Marco Grimaldi, classe 67, è stato fermato sulla SS 417 in territorio di Caltagirone dagli uomini del Comando Compagnia Carabinieri di Caltagirone, retto dal Capitano Sergio Vaira e coadiuvati dagli uomini della Polizia di Stato del Commissariato di Caltagirone.

L’uomo era alla guida di un’utilitaria non di sua proprietà e al momento dell’arresto viaggiava sulla statale in direzione Caltagirone.  

I timori degli investigatori

Nella terra che fu del boss di Cosa Nostra Francesco La Rocca, se un uomo di punta come Grimaldi gira armato c’è “da preoccuparsi”. Gli equilibri vacillano e i legami con la famiglia di Caltagirone di tanti affiliati che prima apparivano indissolubili sembrano sciogliersi, in alcuni casi, anche con molta facilità. La mafia sul territorio di Caltagirone vuole riorganizzarsi e vuole farlo in fretta. In ballo oltre al semplice controllo del territorio ci sono i lavori pubblici, gli appalti, alcuni milionari, che stanno prendendo il via. 

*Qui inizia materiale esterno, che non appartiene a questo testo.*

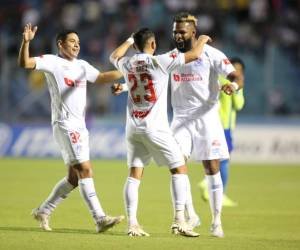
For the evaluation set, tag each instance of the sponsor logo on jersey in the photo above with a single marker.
(173, 55)
(216, 143)
(74, 83)
(198, 62)
(186, 77)
(140, 114)
(226, 61)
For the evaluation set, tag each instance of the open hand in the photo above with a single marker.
(29, 32)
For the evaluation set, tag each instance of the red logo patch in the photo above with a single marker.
(226, 61)
(173, 55)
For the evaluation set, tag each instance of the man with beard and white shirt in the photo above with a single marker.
(196, 123)
(148, 134)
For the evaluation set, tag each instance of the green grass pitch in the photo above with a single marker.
(268, 215)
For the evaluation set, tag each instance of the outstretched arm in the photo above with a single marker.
(121, 50)
(108, 76)
(236, 83)
(196, 51)
(24, 60)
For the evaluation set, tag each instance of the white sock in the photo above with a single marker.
(179, 195)
(58, 193)
(215, 190)
(189, 207)
(131, 197)
(88, 193)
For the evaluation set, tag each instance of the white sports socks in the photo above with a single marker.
(179, 194)
(131, 197)
(88, 192)
(215, 189)
(189, 200)
(58, 193)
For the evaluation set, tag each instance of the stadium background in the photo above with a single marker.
(264, 33)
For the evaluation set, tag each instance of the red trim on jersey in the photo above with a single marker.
(226, 61)
(173, 55)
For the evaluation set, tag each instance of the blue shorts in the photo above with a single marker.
(229, 141)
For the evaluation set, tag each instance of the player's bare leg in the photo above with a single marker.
(131, 197)
(87, 190)
(215, 189)
(179, 196)
(59, 192)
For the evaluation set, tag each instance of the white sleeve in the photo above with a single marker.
(91, 73)
(221, 63)
(119, 63)
(171, 60)
(45, 63)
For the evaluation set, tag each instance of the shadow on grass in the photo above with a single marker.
(61, 231)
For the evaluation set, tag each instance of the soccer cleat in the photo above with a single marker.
(182, 228)
(227, 202)
(106, 222)
(136, 231)
(193, 222)
(43, 218)
(217, 231)
(204, 190)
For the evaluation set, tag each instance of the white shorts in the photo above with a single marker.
(203, 136)
(73, 143)
(159, 145)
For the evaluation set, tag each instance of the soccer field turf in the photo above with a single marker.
(268, 215)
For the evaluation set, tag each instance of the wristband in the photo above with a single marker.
(130, 40)
(235, 86)
(124, 87)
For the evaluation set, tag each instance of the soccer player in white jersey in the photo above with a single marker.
(147, 130)
(196, 124)
(67, 79)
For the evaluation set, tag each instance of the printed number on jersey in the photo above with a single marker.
(142, 88)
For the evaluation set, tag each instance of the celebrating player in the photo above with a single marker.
(147, 130)
(67, 79)
(196, 123)
(229, 106)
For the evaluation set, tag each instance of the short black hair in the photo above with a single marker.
(239, 61)
(141, 37)
(185, 17)
(62, 35)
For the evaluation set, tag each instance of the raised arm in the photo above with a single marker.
(24, 60)
(121, 50)
(196, 51)
(108, 76)
(236, 83)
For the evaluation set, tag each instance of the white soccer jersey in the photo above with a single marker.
(147, 79)
(67, 82)
(195, 86)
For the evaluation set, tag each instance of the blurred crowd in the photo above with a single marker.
(265, 33)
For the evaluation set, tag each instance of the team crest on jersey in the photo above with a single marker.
(173, 55)
(216, 143)
(226, 61)
(198, 62)
(186, 77)
(76, 83)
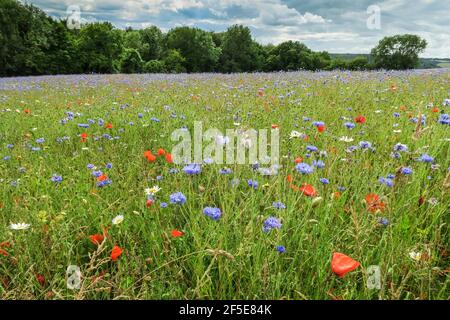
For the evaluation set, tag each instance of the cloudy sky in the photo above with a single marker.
(339, 26)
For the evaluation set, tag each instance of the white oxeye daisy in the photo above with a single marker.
(19, 226)
(118, 219)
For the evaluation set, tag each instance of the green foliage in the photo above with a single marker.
(154, 66)
(398, 52)
(32, 43)
(131, 62)
(196, 46)
(174, 62)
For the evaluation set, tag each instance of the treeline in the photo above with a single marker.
(32, 43)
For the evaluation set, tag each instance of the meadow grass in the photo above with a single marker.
(228, 258)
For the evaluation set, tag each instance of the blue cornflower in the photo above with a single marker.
(406, 171)
(444, 119)
(396, 155)
(281, 249)
(318, 123)
(365, 144)
(97, 173)
(386, 181)
(279, 205)
(349, 125)
(103, 183)
(319, 164)
(426, 158)
(192, 169)
(271, 223)
(213, 213)
(304, 168)
(225, 171)
(253, 183)
(177, 198)
(56, 178)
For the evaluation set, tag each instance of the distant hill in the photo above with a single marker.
(425, 63)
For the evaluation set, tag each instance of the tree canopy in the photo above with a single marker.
(32, 43)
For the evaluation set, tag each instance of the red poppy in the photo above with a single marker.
(97, 238)
(41, 279)
(102, 178)
(373, 203)
(176, 233)
(342, 264)
(360, 119)
(308, 190)
(321, 128)
(116, 253)
(149, 156)
(83, 137)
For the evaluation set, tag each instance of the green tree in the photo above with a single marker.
(100, 48)
(289, 55)
(152, 43)
(196, 46)
(174, 61)
(154, 66)
(239, 51)
(398, 52)
(131, 61)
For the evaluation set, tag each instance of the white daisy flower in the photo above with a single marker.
(118, 219)
(19, 226)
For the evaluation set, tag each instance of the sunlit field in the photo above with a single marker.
(87, 179)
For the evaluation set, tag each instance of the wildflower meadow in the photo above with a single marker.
(100, 198)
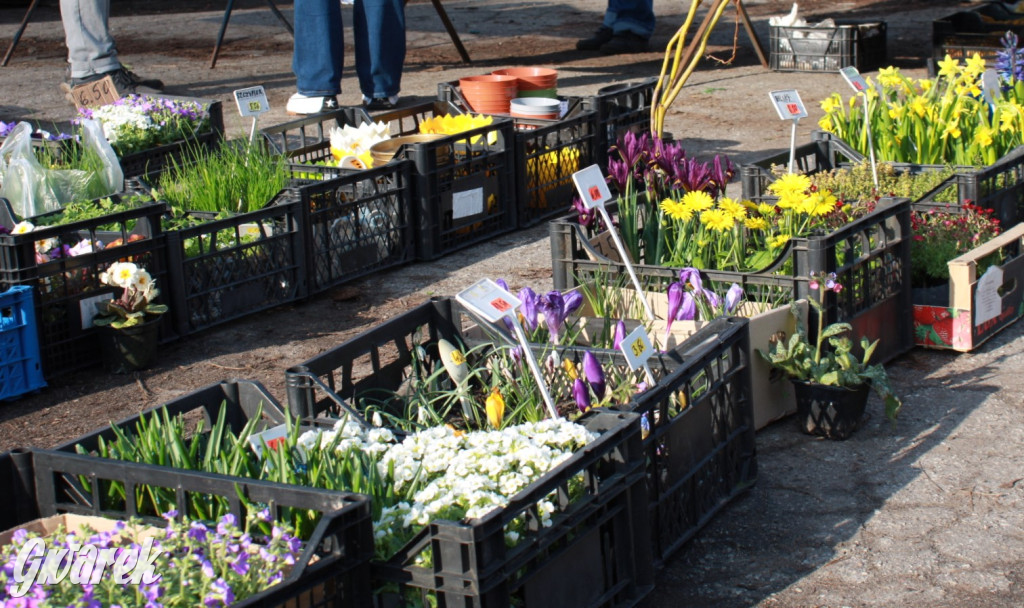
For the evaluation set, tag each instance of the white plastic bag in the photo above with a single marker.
(34, 188)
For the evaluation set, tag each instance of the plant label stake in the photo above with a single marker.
(790, 107)
(859, 85)
(594, 192)
(494, 304)
(637, 349)
(252, 101)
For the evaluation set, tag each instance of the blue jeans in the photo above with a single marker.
(90, 47)
(380, 45)
(320, 47)
(631, 15)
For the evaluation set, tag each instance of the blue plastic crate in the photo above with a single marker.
(20, 370)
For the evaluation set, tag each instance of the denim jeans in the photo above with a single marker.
(320, 47)
(90, 46)
(380, 45)
(631, 15)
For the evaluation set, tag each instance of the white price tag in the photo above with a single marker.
(252, 101)
(787, 104)
(637, 348)
(592, 187)
(488, 300)
(467, 203)
(987, 303)
(854, 79)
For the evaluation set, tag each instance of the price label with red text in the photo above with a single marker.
(592, 187)
(787, 104)
(488, 300)
(95, 93)
(637, 347)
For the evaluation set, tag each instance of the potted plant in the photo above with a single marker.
(129, 324)
(830, 383)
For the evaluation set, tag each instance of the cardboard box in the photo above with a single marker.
(979, 306)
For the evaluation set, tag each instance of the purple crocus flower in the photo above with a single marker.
(581, 394)
(594, 373)
(571, 301)
(530, 302)
(733, 297)
(553, 307)
(688, 311)
(675, 301)
(620, 335)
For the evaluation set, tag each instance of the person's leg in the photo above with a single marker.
(320, 47)
(90, 47)
(380, 46)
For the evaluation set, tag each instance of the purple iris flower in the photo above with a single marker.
(620, 335)
(733, 297)
(530, 302)
(691, 275)
(553, 307)
(572, 301)
(688, 311)
(581, 394)
(595, 374)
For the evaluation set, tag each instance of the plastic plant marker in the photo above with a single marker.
(637, 349)
(493, 303)
(594, 192)
(790, 107)
(859, 85)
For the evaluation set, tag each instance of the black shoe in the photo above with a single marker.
(625, 42)
(600, 37)
(381, 103)
(126, 81)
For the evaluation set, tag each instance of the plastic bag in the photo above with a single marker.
(34, 188)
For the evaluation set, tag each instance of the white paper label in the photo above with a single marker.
(592, 187)
(787, 104)
(467, 203)
(987, 303)
(87, 308)
(637, 347)
(854, 79)
(488, 300)
(252, 101)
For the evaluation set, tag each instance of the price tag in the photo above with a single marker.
(592, 187)
(95, 93)
(251, 101)
(488, 300)
(787, 104)
(637, 348)
(854, 79)
(987, 303)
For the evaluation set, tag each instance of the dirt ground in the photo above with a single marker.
(928, 514)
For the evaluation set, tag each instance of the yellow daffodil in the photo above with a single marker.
(496, 407)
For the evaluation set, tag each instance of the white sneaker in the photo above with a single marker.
(299, 104)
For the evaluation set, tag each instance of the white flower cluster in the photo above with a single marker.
(460, 475)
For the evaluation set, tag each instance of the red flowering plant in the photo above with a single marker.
(940, 235)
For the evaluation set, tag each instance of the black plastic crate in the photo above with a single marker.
(621, 109)
(697, 459)
(334, 569)
(156, 159)
(980, 30)
(998, 186)
(241, 398)
(870, 257)
(67, 289)
(356, 222)
(224, 269)
(547, 154)
(828, 48)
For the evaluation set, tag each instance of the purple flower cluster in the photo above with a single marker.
(195, 565)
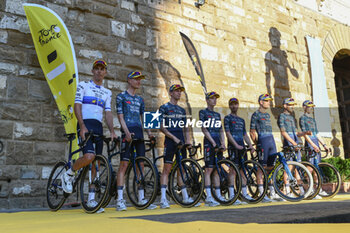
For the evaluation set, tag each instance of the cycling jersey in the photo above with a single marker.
(213, 118)
(132, 107)
(261, 122)
(94, 100)
(308, 123)
(171, 116)
(236, 126)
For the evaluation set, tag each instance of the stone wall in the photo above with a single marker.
(231, 37)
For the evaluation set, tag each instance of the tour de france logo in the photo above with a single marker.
(47, 35)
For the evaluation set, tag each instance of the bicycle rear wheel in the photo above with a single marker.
(55, 195)
(97, 180)
(331, 180)
(251, 172)
(228, 175)
(317, 179)
(145, 179)
(300, 181)
(187, 178)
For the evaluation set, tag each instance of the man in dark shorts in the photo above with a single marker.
(213, 137)
(261, 134)
(91, 100)
(236, 136)
(130, 108)
(174, 134)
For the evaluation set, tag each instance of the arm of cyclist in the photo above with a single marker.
(314, 146)
(208, 136)
(79, 116)
(232, 140)
(253, 136)
(109, 121)
(287, 137)
(320, 139)
(169, 135)
(250, 145)
(222, 139)
(124, 127)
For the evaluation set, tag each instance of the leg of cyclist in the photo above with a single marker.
(209, 164)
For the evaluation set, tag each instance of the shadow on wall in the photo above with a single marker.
(335, 142)
(277, 65)
(172, 76)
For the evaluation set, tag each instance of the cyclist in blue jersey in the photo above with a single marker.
(308, 123)
(91, 100)
(236, 136)
(172, 115)
(213, 137)
(130, 108)
(287, 125)
(261, 134)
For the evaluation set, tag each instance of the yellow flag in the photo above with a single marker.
(55, 51)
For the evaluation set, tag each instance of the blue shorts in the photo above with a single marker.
(126, 151)
(236, 155)
(209, 153)
(269, 150)
(170, 149)
(287, 143)
(317, 158)
(95, 145)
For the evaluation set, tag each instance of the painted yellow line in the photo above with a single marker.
(110, 221)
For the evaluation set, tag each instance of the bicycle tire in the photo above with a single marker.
(101, 182)
(223, 166)
(54, 190)
(250, 175)
(193, 179)
(299, 194)
(317, 182)
(329, 173)
(148, 182)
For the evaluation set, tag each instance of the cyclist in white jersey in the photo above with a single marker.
(91, 100)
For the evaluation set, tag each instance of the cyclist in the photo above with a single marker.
(236, 135)
(130, 108)
(308, 123)
(213, 138)
(174, 134)
(91, 100)
(261, 134)
(287, 125)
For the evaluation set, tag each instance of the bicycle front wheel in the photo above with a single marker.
(141, 187)
(331, 180)
(186, 183)
(95, 180)
(297, 177)
(317, 179)
(227, 176)
(55, 195)
(252, 174)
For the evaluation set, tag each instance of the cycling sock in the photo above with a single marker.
(287, 188)
(141, 194)
(244, 190)
(163, 192)
(261, 188)
(207, 189)
(184, 193)
(91, 195)
(120, 192)
(70, 172)
(217, 192)
(231, 191)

La morte del boss La Rocca ha dato la stura all’ipotesi della spartizione del territorio, ormai orfano del rispettato e temuto boss di San Michele di Ganzaria. 

Nella famiglia del fu padrino non sembrerebbe esserci nessuno con abbastanza carisma per mantenere il dominio sul territorio. I soldi da soli, stavolta, non basterebbero.  

Nome che scotta

Marco Grimaldi è un nome che scotta: di lui parlano Giuseppe Laudani e Alfredo Palio.  Dai racconti dei due pentiti è emerso che Grimaldi, nei primi anni del 2000, già uomo di fiducia del clan La Rocca, insoddisfatto del suo ruolo interno alla famiglia di Caltagirone, avrebbe trovato nei Laudani la sponda per tentare di disarcionare Gianfranco La Rocca, figlio di Francesco La Rocca, dal ruolo acquisito per lignaggio e non per meriti sul campo. 

I pentiti raccontano come a Caltagirone si sarebbe dovuta insediare una cellula dei Laudani, con Marco Grimaldi come referente. Sempre secondo le parole dei collaboratori di giustizia a Caltagirone sarebbero giunti uomini armati di calibro 38, pistole automatiche e fucili calibro 12. “Petit cadeau” per suggellare il neonato accordo che avrebbe permesso ai Laudani di entrare a Caltagirone. 

Il golpe fallito, Matteo Messina Denaro e l’operazione Viceré

Grimaldi viene raggiunto a sorpresa a casa, dopo l’incendio doloso di alcuni mezzi della nettezza urbana da un uomo che fa “tremare” le certezze dei Laudani. L’uomo, elegante, di classe, che sa parlare bene, sarebbe il referente di Matteo Messina Denaro a Caltagirone. Gli intenti criminali dei Laudani vengono, nel frattempo, stoppati dall’Operazione Viceré che disarticola dalle fondamenta il clan, fra gli arrestati anche Marco Grimaldi.

Potrebbe dunque essere stato direttamente Matteo Messina Denaro a quietare gli animi sul territorio se, come affermato da altro pentito, fu lo stesso a parlare telefonicamente con Gianfranco La Rocca, attraverso un telefono “invisibile” della compagnia britannica Vertu, per definire il pagamento della percentuale di una tangente ottenuta da quest’ultimo sui lavori della Licodia Eubea – Libertinia. Troppo rumore avrebbe potuto far saltare importanti affari.